In a large mixing bowl, beat the egg whites until frothy, then add the cream of tartar and beat at high speed until soft peaks form. Start to add the sugar gradually while beating until the meringue forms very stiff, shiny peaks (do not overbeat- it would be better to underdo than overdo it). Fold in the vanilla.
Above: soft peaks.
Spread the meringue evenly on the prepared pan. I covered only about 25cm (10 inches) of the length for a thicker meringue. The neatness of the ends don't matter as they will be cut off. Using a cake comb or serrated knife, make a wave pattern over the surface. Bake for 30 minutes or until set, then turn on the broiler and broil for a minute or until the surface is light brown. The surface might bubble up and get deformed, but it will settle as it cools.
- 10 large egg yolks
- 397g (1 can or 1-1/4 cup) sweetened condensed milk
- 1 teaspoon vanilla
In a heatproof bowl set over a saucepan of simmering water, combine the egg yolks and condensed milk and whisk until thick, about 10-11 minutes (longer will make for a very thick custard). Take it off the heat and stir in the vanilla.

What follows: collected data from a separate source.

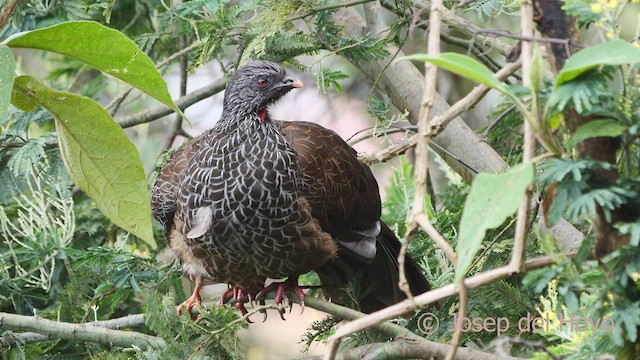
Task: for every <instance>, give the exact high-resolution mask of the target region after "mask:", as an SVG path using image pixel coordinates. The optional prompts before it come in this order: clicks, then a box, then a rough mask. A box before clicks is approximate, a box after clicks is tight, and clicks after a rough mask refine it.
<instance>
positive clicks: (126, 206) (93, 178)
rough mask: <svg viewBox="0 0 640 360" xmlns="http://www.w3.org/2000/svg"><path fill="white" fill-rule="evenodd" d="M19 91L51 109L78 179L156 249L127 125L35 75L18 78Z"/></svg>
mask: <svg viewBox="0 0 640 360" xmlns="http://www.w3.org/2000/svg"><path fill="white" fill-rule="evenodd" d="M14 93H19V94H20V95H21V96H23V97H26V98H28V99H29V100H31V101H32V102H34V103H36V104H38V105H40V106H42V107H43V108H45V109H47V111H49V112H50V113H51V114H52V115H53V117H54V119H55V122H56V131H57V133H58V144H59V146H60V153H61V154H62V158H63V160H64V164H65V166H66V168H67V171H68V172H69V175H70V176H71V178H72V179H73V181H74V182H75V183H76V185H78V186H79V187H80V189H82V191H84V192H85V193H86V194H87V195H88V196H89V197H90V198H91V199H92V200H93V201H94V202H95V203H96V206H97V207H98V209H100V211H101V212H102V213H103V214H104V215H105V216H106V217H108V218H109V219H110V220H111V221H113V223H114V224H116V225H118V226H120V227H122V228H123V229H125V230H127V231H129V232H131V233H132V234H134V235H136V236H137V237H139V238H140V239H142V240H143V241H145V242H147V243H148V244H149V245H151V247H153V248H155V247H156V244H155V241H154V239H153V233H152V229H151V206H150V205H149V193H148V189H147V181H146V177H145V174H144V170H143V168H142V161H141V160H140V155H139V154H138V151H137V149H136V147H135V146H134V145H133V143H132V142H131V141H130V140H129V139H128V138H127V136H126V135H125V133H124V131H122V128H120V126H118V124H117V123H116V122H115V121H114V120H113V118H111V116H109V114H108V113H107V112H106V111H105V110H104V109H103V108H102V107H100V105H98V104H97V103H96V102H95V101H93V100H91V99H89V98H86V97H82V96H79V95H76V94H71V93H66V92H61V91H56V90H53V89H50V88H48V87H46V86H44V85H42V84H41V83H39V82H38V81H37V80H35V79H34V78H32V77H30V76H20V77H18V78H16V80H15V85H14Z"/></svg>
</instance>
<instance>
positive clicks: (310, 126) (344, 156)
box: [279, 122, 430, 312]
mask: <svg viewBox="0 0 640 360" xmlns="http://www.w3.org/2000/svg"><path fill="white" fill-rule="evenodd" d="M279 125H280V127H281V128H282V129H283V131H284V133H285V135H286V136H287V139H288V141H289V142H290V143H291V144H292V146H293V148H294V149H295V150H296V152H297V153H298V159H299V163H300V170H301V173H302V176H303V181H304V183H305V184H304V185H305V187H304V195H305V197H306V198H307V199H308V200H309V203H310V205H311V208H312V210H311V211H312V214H313V216H314V217H316V218H317V219H318V220H319V221H320V224H321V226H322V228H323V230H324V231H326V232H328V233H330V234H331V235H332V236H333V238H334V239H336V240H339V241H340V243H339V245H340V246H339V250H338V257H337V258H335V259H333V260H330V261H327V262H326V263H325V264H324V265H322V266H321V267H320V268H318V269H316V272H317V273H318V275H319V276H320V281H321V282H322V284H323V285H324V286H325V288H324V292H325V295H326V296H327V297H330V298H332V299H333V300H334V301H338V302H341V301H342V302H344V301H343V299H344V298H343V294H342V293H341V291H340V289H339V288H340V287H342V286H344V285H345V284H346V283H347V282H349V281H353V280H354V279H359V281H358V284H357V286H358V287H359V288H360V290H361V294H364V295H363V296H362V298H360V299H359V301H358V305H359V307H360V310H361V311H364V312H373V311H376V310H379V309H381V308H383V307H385V306H389V305H391V304H394V303H396V302H398V301H401V300H403V299H404V298H405V296H404V293H403V292H402V291H400V289H399V288H398V285H397V284H398V262H397V257H398V254H399V251H400V245H401V244H400V242H399V241H398V239H397V238H396V237H395V235H394V233H393V231H391V230H390V229H389V228H388V227H387V225H386V224H384V223H382V222H380V225H381V226H376V224H377V223H378V221H379V219H380V211H381V203H380V194H379V190H378V183H377V181H376V179H375V177H374V176H373V174H372V173H371V170H370V169H369V167H367V166H366V165H364V164H363V163H361V162H360V161H358V158H357V152H356V151H355V150H354V149H353V148H352V147H351V146H349V145H348V144H347V143H346V142H345V141H344V140H342V138H340V137H339V136H338V135H337V134H336V133H335V132H333V131H331V130H328V129H326V128H324V127H322V126H320V125H317V124H313V123H307V122H279ZM372 229H373V230H372ZM367 230H368V231H367ZM374 231H375V232H374ZM367 235H369V236H371V235H372V236H374V237H375V240H376V241H375V246H376V248H377V251H376V255H375V257H374V258H373V259H365V258H363V257H361V256H358V254H356V253H354V252H353V251H350V250H348V249H347V248H346V247H345V246H344V242H345V241H347V242H358V241H362V239H363V238H364V237H366V236H367ZM405 265H406V268H405V270H406V275H407V280H408V281H409V285H410V287H411V291H412V292H413V293H414V294H421V293H423V292H425V291H428V290H429V289H430V285H429V283H428V282H427V280H426V279H425V278H424V276H423V275H422V273H421V272H420V268H419V266H418V265H417V264H416V262H415V261H414V260H413V259H411V257H410V256H407V258H406V262H405ZM327 285H329V286H327ZM331 285H333V286H331Z"/></svg>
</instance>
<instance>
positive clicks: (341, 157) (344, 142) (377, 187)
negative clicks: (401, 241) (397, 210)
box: [279, 121, 381, 241]
mask: <svg viewBox="0 0 640 360" xmlns="http://www.w3.org/2000/svg"><path fill="white" fill-rule="evenodd" d="M279 124H280V127H281V128H282V130H283V131H284V133H285V135H286V136H287V139H288V140H289V142H290V143H291V144H292V146H293V148H294V149H295V150H296V152H297V153H298V162H299V164H300V171H301V173H302V177H303V182H304V195H305V197H306V198H307V200H308V201H309V203H310V204H311V207H312V209H313V210H312V213H313V216H314V217H315V218H317V219H318V220H319V221H320V224H321V225H322V229H323V230H324V231H326V232H328V233H329V234H331V235H332V236H333V237H334V238H339V239H340V241H357V240H359V239H357V238H355V239H354V238H352V237H353V236H354V234H353V233H351V230H367V229H369V228H371V227H372V226H374V225H375V224H376V223H377V222H378V220H379V219H380V208H381V203H380V193H379V191H378V183H377V182H376V179H375V177H374V176H373V174H372V173H371V170H370V169H369V167H367V166H366V165H364V164H363V163H361V162H360V161H358V158H357V152H356V151H355V150H354V149H353V148H352V147H351V146H349V145H348V144H347V143H345V142H344V140H342V138H340V136H338V134H336V133H335V132H333V131H331V130H329V129H326V128H324V127H322V126H320V125H317V124H314V123H308V122H285V121H282V122H279Z"/></svg>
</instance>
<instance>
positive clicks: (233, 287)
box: [220, 286, 254, 323]
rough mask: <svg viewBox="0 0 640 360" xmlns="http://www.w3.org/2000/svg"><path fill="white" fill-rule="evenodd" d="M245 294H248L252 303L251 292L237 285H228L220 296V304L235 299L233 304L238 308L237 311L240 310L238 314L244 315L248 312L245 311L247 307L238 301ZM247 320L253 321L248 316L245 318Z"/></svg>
mask: <svg viewBox="0 0 640 360" xmlns="http://www.w3.org/2000/svg"><path fill="white" fill-rule="evenodd" d="M245 296H248V297H249V302H251V303H253V300H254V297H253V293H250V292H248V291H245V290H243V289H242V288H241V287H239V286H230V287H229V288H228V289H227V290H226V291H225V292H224V293H223V294H222V296H221V297H220V304H221V305H223V304H226V303H228V302H231V301H233V300H235V301H236V303H235V304H234V306H235V308H236V309H238V311H240V314H241V315H242V316H245V315H246V314H247V313H248V311H247V308H246V307H245V306H244V303H243V302H242V301H240V300H241V299H242V298H244V297H245ZM247 322H249V323H253V321H251V320H249V318H247Z"/></svg>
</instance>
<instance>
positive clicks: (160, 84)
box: [5, 21, 183, 116]
mask: <svg viewBox="0 0 640 360" xmlns="http://www.w3.org/2000/svg"><path fill="white" fill-rule="evenodd" d="M5 43H6V44H7V45H8V46H9V47H13V48H31V49H41V50H47V51H51V52H55V53H59V54H63V55H66V56H69V57H72V58H74V59H77V60H80V61H82V62H84V63H87V64H89V65H91V66H93V67H95V68H96V69H98V70H100V71H103V72H105V73H107V74H109V75H112V76H114V77H116V78H118V79H120V80H122V81H124V82H126V83H128V84H130V85H131V86H134V87H136V88H138V89H139V90H140V91H143V92H145V93H147V94H148V95H149V96H152V97H154V98H155V99H157V100H159V101H161V102H163V103H164V104H166V105H167V106H169V107H171V108H172V109H173V110H174V111H176V112H177V113H178V114H180V115H182V112H181V111H180V109H178V107H177V106H176V105H175V104H174V103H173V100H171V95H169V91H168V90H167V84H166V83H165V82H164V80H163V79H162V76H160V73H159V72H158V70H157V69H156V67H155V65H154V64H153V61H151V59H150V58H149V57H148V56H147V54H145V53H144V52H143V51H142V50H140V48H138V46H137V45H136V44H135V43H134V42H133V41H131V39H129V38H128V37H126V36H125V35H124V34H122V33H121V32H119V31H117V30H114V29H111V28H108V27H106V26H104V25H100V24H98V23H97V22H93V21H68V22H64V23H60V24H57V25H54V26H50V27H47V28H43V29H38V30H33V31H29V32H24V33H20V34H16V35H14V36H12V37H11V38H9V39H8V40H6V41H5ZM182 116H183V115H182Z"/></svg>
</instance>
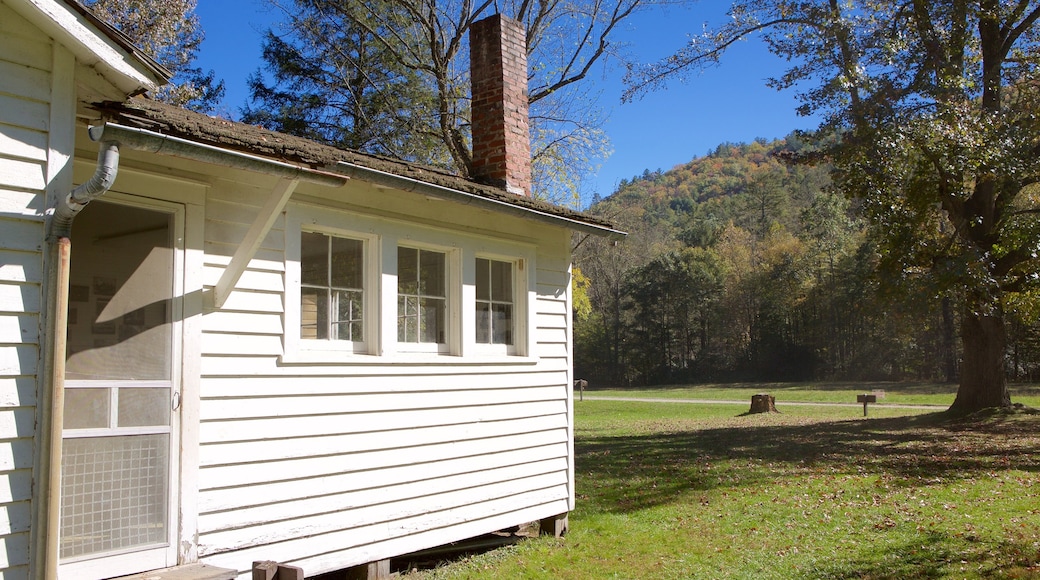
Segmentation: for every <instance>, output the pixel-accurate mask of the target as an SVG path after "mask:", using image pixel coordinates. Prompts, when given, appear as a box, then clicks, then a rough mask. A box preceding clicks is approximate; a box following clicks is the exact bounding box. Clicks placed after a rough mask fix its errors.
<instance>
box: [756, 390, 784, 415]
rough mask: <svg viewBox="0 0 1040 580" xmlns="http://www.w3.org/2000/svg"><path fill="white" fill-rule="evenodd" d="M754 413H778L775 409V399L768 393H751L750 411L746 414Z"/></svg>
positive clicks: (775, 406) (779, 412) (774, 398)
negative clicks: (751, 393)
mask: <svg viewBox="0 0 1040 580" xmlns="http://www.w3.org/2000/svg"><path fill="white" fill-rule="evenodd" d="M755 413H780V412H779V411H777V399H776V397H774V396H773V395H771V394H769V393H758V394H757V395H751V411H749V412H748V415H753V414H755Z"/></svg>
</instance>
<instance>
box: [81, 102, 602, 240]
mask: <svg viewBox="0 0 1040 580" xmlns="http://www.w3.org/2000/svg"><path fill="white" fill-rule="evenodd" d="M95 108H96V109H98V111H100V112H101V113H102V115H103V117H104V120H105V121H110V122H113V123H118V124H120V125H125V126H127V127H134V128H137V129H147V130H150V131H155V132H157V133H162V134H165V135H172V136H176V137H181V138H184V139H188V140H191V141H197V142H201V143H206V144H210V146H214V147H220V148H225V149H229V150H233V151H239V152H244V153H250V154H254V155H260V156H264V157H270V158H274V159H278V160H282V161H290V162H294V163H297V164H301V165H307V166H309V167H311V168H316V169H323V170H335V166H336V164H337V163H340V162H346V163H352V164H355V165H359V166H362V167H365V168H367V169H373V170H378V172H383V173H387V174H391V175H394V176H398V177H402V178H408V179H412V180H416V181H420V182H423V183H428V184H432V185H437V186H439V187H445V188H448V189H452V190H456V191H461V192H464V193H469V194H473V195H478V196H482V197H487V199H489V200H494V201H497V202H501V203H505V204H509V205H513V206H517V207H520V208H525V209H529V210H532V211H537V212H542V213H547V214H550V215H555V216H558V217H562V218H566V219H573V220H576V221H579V222H582V223H587V225H590V226H594V227H598V228H605V229H613V226H612V225H610V223H608V222H606V221H603V220H601V219H599V218H596V217H593V216H590V215H587V214H583V213H581V212H577V211H574V210H571V209H568V208H564V207H561V206H556V205H553V204H549V203H547V202H543V201H541V200H536V199H532V197H527V196H522V195H516V194H513V193H510V192H508V191H505V190H504V189H500V188H497V187H494V186H490V185H485V184H480V183H477V182H475V181H471V180H468V179H465V178H462V177H459V176H456V175H452V174H449V173H446V172H443V170H440V169H437V168H434V167H428V166H424V165H420V164H417V163H409V162H405V161H400V160H397V159H391V158H388V157H382V156H376V155H369V154H364V153H359V152H356V151H348V150H342V149H337V148H334V147H330V146H327V144H322V143H319V142H316V141H312V140H310V139H305V138H303V137H296V136H293V135H287V134H285V133H278V132H275V131H269V130H267V129H263V128H261V127H257V126H254V125H246V124H244V123H236V122H232V121H227V120H224V118H217V117H213V116H208V115H205V114H201V113H197V112H194V111H189V110H187V109H184V108H181V107H176V106H173V105H167V104H164V103H159V102H157V101H152V100H148V99H139V98H138V99H130V100H128V101H126V102H122V103H113V102H106V103H98V104H95Z"/></svg>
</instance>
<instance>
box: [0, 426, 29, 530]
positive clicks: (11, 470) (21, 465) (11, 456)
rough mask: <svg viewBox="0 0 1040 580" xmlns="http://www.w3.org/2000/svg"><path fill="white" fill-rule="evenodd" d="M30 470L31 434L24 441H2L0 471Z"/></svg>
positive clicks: (0, 453)
mask: <svg viewBox="0 0 1040 580" xmlns="http://www.w3.org/2000/svg"><path fill="white" fill-rule="evenodd" d="M30 468H32V433H31V432H30V433H29V436H26V437H23V438H22V439H15V440H7V441H0V471H14V470H17V469H30ZM0 526H2V524H0Z"/></svg>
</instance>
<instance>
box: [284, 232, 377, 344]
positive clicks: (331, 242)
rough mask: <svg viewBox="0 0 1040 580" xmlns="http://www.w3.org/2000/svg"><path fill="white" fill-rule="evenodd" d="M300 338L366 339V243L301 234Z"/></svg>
mask: <svg viewBox="0 0 1040 580" xmlns="http://www.w3.org/2000/svg"><path fill="white" fill-rule="evenodd" d="M300 238H301V240H300V241H301V243H300V270H301V271H300V273H301V291H300V302H301V313H300V338H302V339H317V340H343V341H354V342H361V341H363V340H364V338H365V337H364V323H363V322H364V308H363V304H364V293H365V288H364V279H365V275H364V272H365V267H364V266H365V262H364V251H365V242H364V241H362V240H356V239H352V238H341V237H337V236H330V235H328V234H321V233H317V232H302V233H301V235H300Z"/></svg>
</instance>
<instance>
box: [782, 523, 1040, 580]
mask: <svg viewBox="0 0 1040 580" xmlns="http://www.w3.org/2000/svg"><path fill="white" fill-rule="evenodd" d="M1030 554H1035V548H1033V547H1032V546H1031V545H1030V544H1026V543H1020V542H1013V541H1006V542H1003V543H1000V544H998V545H996V546H992V545H988V544H987V545H984V544H972V543H971V542H970V541H969V539H965V538H963V537H957V536H954V535H951V534H947V533H939V532H927V533H925V534H922V535H921V536H919V537H917V538H914V539H913V541H912V542H907V543H904V544H903V545H900V546H895V547H892V546H888V547H886V549H885V555H884V557H878V555H877V554H873V555H872V554H867V555H865V556H863V557H859V558H852V559H846V558H832V559H830V560H829V561H826V562H821V563H820V564H817V565H815V566H813V568H811V569H810V570H807V571H802V572H801V573H800V574H792V575H791V577H792V578H804V579H806V580H809V579H823V578H827V579H834V580H844V579H849V580H852V579H856V580H864V579H868V580H882V579H892V580H896V579H900V580H902V579H904V578H922V579H927V578H957V577H963V576H982V577H990V576H994V575H997V573H999V576H1002V577H1005V578H1037V577H1038V576H1040V571H1038V570H1037V568H1036V564H1035V563H1034V561H1035V560H1034V559H1033V558H1031V557H1030ZM997 566H999V568H997Z"/></svg>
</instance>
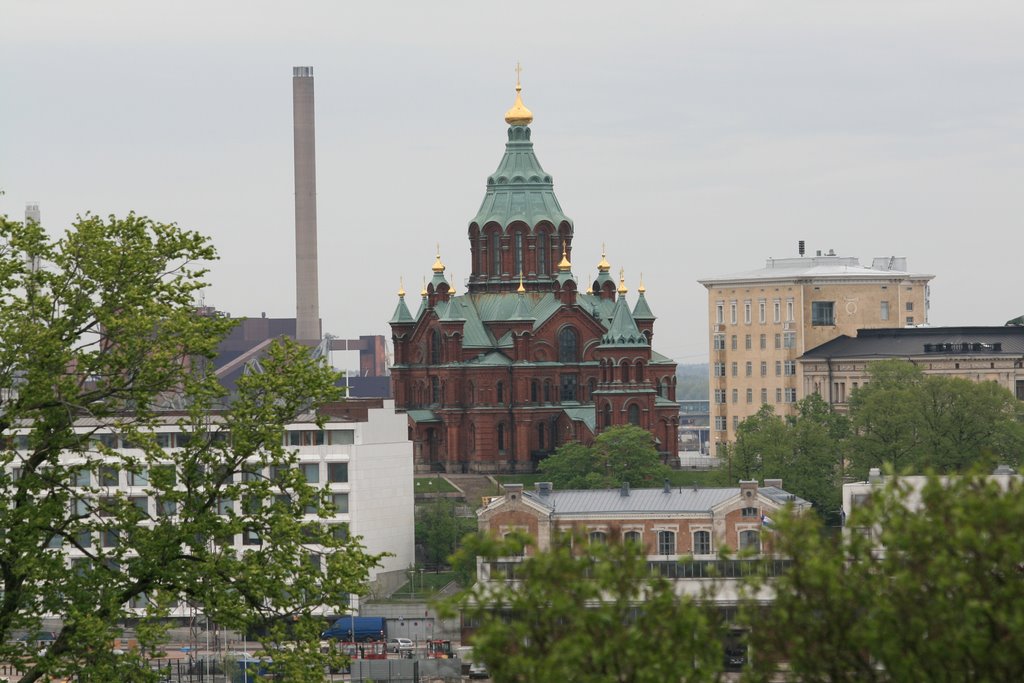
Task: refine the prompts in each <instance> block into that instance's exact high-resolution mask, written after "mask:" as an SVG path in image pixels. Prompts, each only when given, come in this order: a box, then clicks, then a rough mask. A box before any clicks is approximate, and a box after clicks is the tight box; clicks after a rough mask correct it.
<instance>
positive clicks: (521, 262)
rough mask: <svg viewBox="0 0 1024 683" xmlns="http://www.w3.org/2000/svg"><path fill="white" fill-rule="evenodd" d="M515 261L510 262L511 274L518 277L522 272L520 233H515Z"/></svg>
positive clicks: (514, 255)
mask: <svg viewBox="0 0 1024 683" xmlns="http://www.w3.org/2000/svg"><path fill="white" fill-rule="evenodd" d="M514 256H515V259H514V260H513V262H512V274H514V275H518V274H519V273H520V272H522V231H521V230H518V231H516V233H515V252H514Z"/></svg>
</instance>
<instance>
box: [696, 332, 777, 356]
mask: <svg viewBox="0 0 1024 683" xmlns="http://www.w3.org/2000/svg"><path fill="white" fill-rule="evenodd" d="M711 341H712V348H713V349H714V350H716V351H724V350H725V335H724V334H722V333H721V332H716V333H715V334H714V335H712V340H711ZM738 341H739V336H738V335H731V339H730V344H729V347H730V348H731V349H732V350H733V351H735V350H737V349H738V348H739V343H738ZM796 346H797V333H796V332H795V331H787V332H781V333H779V332H776V333H775V348H776V349H782V348H795V347H796ZM743 348H744V349H746V350H748V351H750V350H751V349H753V348H754V336H753V335H746V336H745V337H744V338H743ZM758 348H760V349H761V350H762V351H764V350H767V349H768V335H766V334H762V335H761V337H760V339H759V340H758Z"/></svg>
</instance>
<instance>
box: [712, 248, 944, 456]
mask: <svg viewBox="0 0 1024 683" xmlns="http://www.w3.org/2000/svg"><path fill="white" fill-rule="evenodd" d="M800 251H801V255H800V256H798V257H795V258H779V259H773V258H769V259H768V261H767V263H766V264H765V266H764V267H763V268H758V269H756V270H748V271H744V272H738V273H734V274H730V275H722V276H718V278H709V279H706V280H700V281H698V282H699V283H700V284H701V285H703V286H705V287H706V288H708V321H709V324H710V325H709V330H710V333H709V334H710V340H709V341H710V349H711V350H710V359H709V366H710V368H709V372H710V374H711V388H710V396H709V398H710V400H711V428H712V435H711V438H712V440H713V441H714V442H715V443H716V444H718V443H725V442H731V441H733V440H735V436H736V427H737V426H738V425H739V423H740V422H741V421H742V420H744V419H745V418H748V417H750V416H752V415H754V414H755V413H757V412H758V410H760V408H761V405H762V404H764V403H768V404H771V405H773V407H774V408H775V413H776V415H791V414H792V413H793V412H794V405H793V404H794V403H795V402H796V401H798V400H800V398H802V397H803V396H804V395H805V388H804V381H803V378H802V377H801V376H800V364H798V362H797V358H799V357H800V356H801V355H803V353H804V351H806V350H808V349H812V348H814V347H816V346H819V345H821V344H823V343H825V342H827V341H829V340H831V339H835V338H836V337H839V336H840V335H848V336H856V334H857V330H861V329H867V328H896V327H914V326H918V325H924V324H926V323H927V322H928V292H929V282H930V281H931V280H932V278H933V276H934V275H930V274H925V273H914V272H910V271H909V270H907V265H906V258H904V257H897V256H892V257H881V258H874V259H873V260H872V261H871V265H870V266H864V265H861V264H860V262H859V261H858V259H857V258H856V257H847V256H838V255H837V254H836V253H835V252H833V251H829V252H828V253H826V254H822V253H821V252H820V251H819V252H817V254H816V255H815V256H804V255H803V243H801V250H800Z"/></svg>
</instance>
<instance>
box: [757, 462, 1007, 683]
mask: <svg viewBox="0 0 1024 683" xmlns="http://www.w3.org/2000/svg"><path fill="white" fill-rule="evenodd" d="M914 501H920V503H915V502H914ZM776 521H777V529H776V531H775V535H776V539H775V541H774V549H775V551H776V552H781V553H783V554H784V555H786V556H788V557H791V558H793V565H792V567H791V568H790V570H788V571H787V572H786V573H785V574H783V575H782V577H780V578H779V579H777V581H776V584H775V589H776V598H775V601H774V603H773V604H772V605H771V607H770V608H768V609H765V608H764V607H763V606H762V605H761V604H760V603H758V602H756V601H752V602H751V603H750V604H749V605H748V607H746V609H745V620H746V623H748V624H749V625H750V626H751V629H752V630H751V634H750V640H751V646H752V647H751V649H752V651H753V652H754V657H753V661H754V668H753V670H752V671H751V672H749V675H748V677H746V678H748V679H749V680H752V681H773V680H778V675H779V672H780V671H781V668H780V666H779V663H783V661H784V663H786V664H785V669H786V670H787V671H790V672H792V674H791V676H793V675H795V678H796V679H797V680H801V681H829V682H831V683H839V682H842V681H851V682H853V681H1012V680H1020V678H1021V672H1022V663H1024V581H1022V578H1024V565H1022V562H1021V558H1024V536H1022V535H1021V533H1020V529H1021V527H1022V525H1024V492H1022V489H1021V485H1020V481H1019V479H1018V480H1017V481H1014V482H1012V483H1011V484H1010V486H1009V488H1007V489H1004V488H1002V487H1000V485H999V483H998V482H996V481H994V480H991V479H989V478H987V477H984V476H978V475H969V476H964V477H954V478H953V479H952V480H949V481H942V480H940V479H939V478H937V477H932V478H931V479H930V480H929V482H928V483H927V484H926V485H925V486H924V487H923V488H922V489H921V490H920V496H919V494H918V493H916V492H913V490H911V489H910V488H909V486H908V485H907V482H906V481H899V480H898V479H897V478H893V479H891V480H890V482H889V483H888V484H887V485H886V486H884V487H880V488H878V489H876V490H874V492H873V493H872V496H871V499H870V501H869V502H868V503H867V504H866V505H863V506H861V507H859V508H857V509H855V511H854V512H853V513H852V514H851V516H850V518H849V520H848V526H849V530H848V532H847V533H845V535H844V536H842V537H840V538H838V539H837V538H835V537H830V536H824V535H822V532H821V528H820V522H819V520H818V519H817V518H815V517H814V516H813V515H808V516H804V517H802V518H791V517H786V516H784V515H780V516H779V518H778V519H777V520H776Z"/></svg>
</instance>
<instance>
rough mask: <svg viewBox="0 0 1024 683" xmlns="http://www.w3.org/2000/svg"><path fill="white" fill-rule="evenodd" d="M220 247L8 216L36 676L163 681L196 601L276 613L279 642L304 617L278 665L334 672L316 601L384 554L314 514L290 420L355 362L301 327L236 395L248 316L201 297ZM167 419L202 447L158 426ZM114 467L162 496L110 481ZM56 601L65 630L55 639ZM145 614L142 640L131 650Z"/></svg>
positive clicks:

Place a sheet of parchment slightly bigger than the meringue sheet on the counter and dust with confectioner's sugar (or cornstarch if there's none available). Remove the meringue sheet with its parchment from the sheet pan and invert it, parchment and all, onto the dusted parchment on the counter. Peel off the parchment it baked in. Orient the meringue so one of the long sides is in front of you. Pipe the warm filling on one of the long sides of the meringue (you can also spoon it on). Using the parchment as a guide, roll up the meringue sheet away from you, compressing it as you go so the filling is compact. Place on a serving platter and cool completely. Refrigerate until serving time. You can remove the confectioner's sugar or cornstarch by gently brushing it away with a pastry brush, or you can dust the roll with more confectioner's sugar if desired.